Plot the strikes and dips of the headstones on the map of your study area as though you
were putting strikes and dips correctly on a geologic map.
Part 2 – Lab work
 Make a map of the strikes and dips that you measured in the cemetery. (Re-check your
precise numbers for strike and dip, and plot those. Don’t just trace over your sketch map
in your field notebook, because you may have been a bit sloppy in the field.)
 Remember to use north arrow and scale. (Remember, this is not exactly a perfect
simulation of geologic bedding, we will be able to detect structural patterns that may
reveal drainage patterns over the ground and under the surface between the graves.)
 Plot the planes (strike and dip of headstones) on tracing paper overlaid on the equal area
stereonet.
 Is there an intersection?
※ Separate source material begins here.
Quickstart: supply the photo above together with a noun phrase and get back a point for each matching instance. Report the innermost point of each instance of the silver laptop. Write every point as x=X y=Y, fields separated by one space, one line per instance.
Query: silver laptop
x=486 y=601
If there is, determine the trend and plunge of that intersection. If
not, is there a pattern that you can detect? What interpretations can you make?
 On a different sheet of tracing paper, plot the poles to the planes. To plot the pole, rotate
the great circle of the plane so its strike is N-S, then count 90 degrees along the equator
passing through the middle point of the stereonet. The point you arrive at represents a line
perpendicular to the plane you started with, i.e. the pole. What patterns do you see, if
any? Describe them. What interpretations can you make?